Carlo Ratti (CR): That’s really one of the key points, and I think it’s very important. In the past, architecture has looked at different disciplines—think politics, the arts, and so on—but usually by venturing out into those areas. Now it’s almost the opposite. Architecture is focusing on the built environment because, when it comes to adaptation, the built environment is the key mechanism through which we can respond to a changing climate and a changing planet. Other disciplines are now coming in to support that. Architecture is kind of at the center, with other disciplines supporting it. And the reason is – you know Herbert Simon, who won the Nobel Prize last century – he wrote a beautiful book called The Sciences of the Artificial.

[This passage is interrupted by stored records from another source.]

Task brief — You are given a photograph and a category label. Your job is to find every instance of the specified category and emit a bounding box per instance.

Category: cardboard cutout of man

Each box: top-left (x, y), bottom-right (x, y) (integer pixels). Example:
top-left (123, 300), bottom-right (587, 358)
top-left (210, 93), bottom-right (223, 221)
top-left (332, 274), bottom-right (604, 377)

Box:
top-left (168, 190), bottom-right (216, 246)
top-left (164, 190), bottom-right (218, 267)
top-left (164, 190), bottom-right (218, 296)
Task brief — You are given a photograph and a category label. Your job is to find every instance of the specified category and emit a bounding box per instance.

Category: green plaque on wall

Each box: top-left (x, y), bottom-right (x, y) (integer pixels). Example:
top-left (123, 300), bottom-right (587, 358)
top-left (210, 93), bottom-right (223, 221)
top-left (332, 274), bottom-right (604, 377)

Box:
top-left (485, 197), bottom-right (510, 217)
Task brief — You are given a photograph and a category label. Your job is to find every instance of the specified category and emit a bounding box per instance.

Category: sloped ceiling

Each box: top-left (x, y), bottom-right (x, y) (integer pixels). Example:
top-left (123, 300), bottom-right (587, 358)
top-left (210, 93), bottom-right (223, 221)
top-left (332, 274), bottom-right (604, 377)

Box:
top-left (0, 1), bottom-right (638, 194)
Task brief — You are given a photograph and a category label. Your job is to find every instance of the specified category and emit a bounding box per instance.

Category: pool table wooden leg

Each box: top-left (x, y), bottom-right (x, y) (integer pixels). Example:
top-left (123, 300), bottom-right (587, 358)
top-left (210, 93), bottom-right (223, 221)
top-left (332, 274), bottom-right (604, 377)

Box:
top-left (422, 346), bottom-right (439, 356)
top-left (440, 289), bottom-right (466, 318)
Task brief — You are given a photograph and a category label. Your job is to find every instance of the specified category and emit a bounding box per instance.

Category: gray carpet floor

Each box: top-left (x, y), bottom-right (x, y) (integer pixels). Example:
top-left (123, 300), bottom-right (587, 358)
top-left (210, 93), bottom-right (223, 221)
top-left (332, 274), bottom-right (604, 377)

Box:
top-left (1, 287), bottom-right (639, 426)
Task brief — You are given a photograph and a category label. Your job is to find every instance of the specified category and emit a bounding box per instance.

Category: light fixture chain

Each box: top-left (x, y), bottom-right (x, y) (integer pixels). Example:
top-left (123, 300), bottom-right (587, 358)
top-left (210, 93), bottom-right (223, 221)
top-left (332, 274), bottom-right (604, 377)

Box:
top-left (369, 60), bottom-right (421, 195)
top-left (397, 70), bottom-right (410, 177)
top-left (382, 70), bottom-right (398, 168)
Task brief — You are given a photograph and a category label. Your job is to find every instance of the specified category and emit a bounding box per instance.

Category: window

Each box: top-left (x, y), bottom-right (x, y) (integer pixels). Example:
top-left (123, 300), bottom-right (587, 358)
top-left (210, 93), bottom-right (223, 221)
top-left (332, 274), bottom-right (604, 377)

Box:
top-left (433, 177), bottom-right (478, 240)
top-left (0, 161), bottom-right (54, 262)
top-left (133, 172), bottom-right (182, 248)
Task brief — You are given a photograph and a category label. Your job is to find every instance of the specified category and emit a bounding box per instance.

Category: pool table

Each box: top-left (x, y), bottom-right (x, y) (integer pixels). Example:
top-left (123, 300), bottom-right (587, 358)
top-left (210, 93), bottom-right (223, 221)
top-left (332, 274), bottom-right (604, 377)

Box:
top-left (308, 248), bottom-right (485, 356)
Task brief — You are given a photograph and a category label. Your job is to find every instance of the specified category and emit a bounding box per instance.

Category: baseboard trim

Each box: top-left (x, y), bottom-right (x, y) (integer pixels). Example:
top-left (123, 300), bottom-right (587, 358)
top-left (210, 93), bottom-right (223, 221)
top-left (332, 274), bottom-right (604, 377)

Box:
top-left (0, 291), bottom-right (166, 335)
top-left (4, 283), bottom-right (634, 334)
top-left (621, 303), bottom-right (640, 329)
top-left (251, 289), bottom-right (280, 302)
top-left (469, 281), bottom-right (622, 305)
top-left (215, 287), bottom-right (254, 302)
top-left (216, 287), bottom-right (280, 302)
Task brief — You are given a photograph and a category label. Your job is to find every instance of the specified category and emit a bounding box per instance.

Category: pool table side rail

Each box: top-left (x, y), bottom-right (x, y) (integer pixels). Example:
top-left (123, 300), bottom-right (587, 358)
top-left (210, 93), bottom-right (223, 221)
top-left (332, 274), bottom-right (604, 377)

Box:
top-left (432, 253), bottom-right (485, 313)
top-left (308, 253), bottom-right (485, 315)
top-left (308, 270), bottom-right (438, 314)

In it, he says science looks at how the world is, and architecture and design look at how the world could be or ought to be. When you put the two together, you combine the creativity of architecture with the grounding of physical laws and other constraints of the planet. That way, other disciplines can support how we adapt.
ELEPHANT CHAPEL by Boonserm Premthada | image © designboom
DB: The theme identifies three inteligence directions, natural, artificial, and collective, and sets a clear path structure inside the Arsenale. Yet walking through the exhibition, it often feels more like a weaving of the three into ecosystems of coexistence. Was that sort of blending intentional, and what does it achieve?
CR: Because of the sheer density of the subject, we thought it was important to separate them, more as a tool to clarify the exhibition. But they all stem from one notion of intelligence. Take the ‘artificial’ for example. First, we look at the natural and artificial together. One project explores AI but with the aim of better understanding nature. Or take the ‘collective’ – there are projects using different technologies to understand favelas. So yes, there’s a lot of blending. That was intentional.
The Other Side of the Hill by Beatriz Colomina, Roberto Kolter, Patricia Urquiola, Geoffrey West, and Mark Wigley | image © designboom
DB: How do you see the national pavilions’ response to the theme?
CR: I was really pleased with the work done by the National Pavilions, all 65 of them this year. Every year they bring strong contributions. But often there’s no common theme, so while everything may be beautiful, it can feel like a hodgepodge. The first person who really tried to create a common thread was Rem Koolhaas in 2014. I was lucky enough to be invited that year, and I remember him telling me about it—and he achieved it, to a certain degree. This year we tried something similar, but in a more bottom-up way. We gave a theme: one place, one solution. Then we held a number of meetings with the National Participants, where curators presented their ideas. Slowly, the excitement around the theme grew, and most of them engaged with it deeply.
At the press conference tomorrow, I won’t be able to show 700 slides for 700 participants, but we’ll talk about themes that cut across everything – national participations, collateral events, and more. This helps illustrate the ‘chain reaction’ we’re aiming for – from salons to submissions, to the whole collaborative process.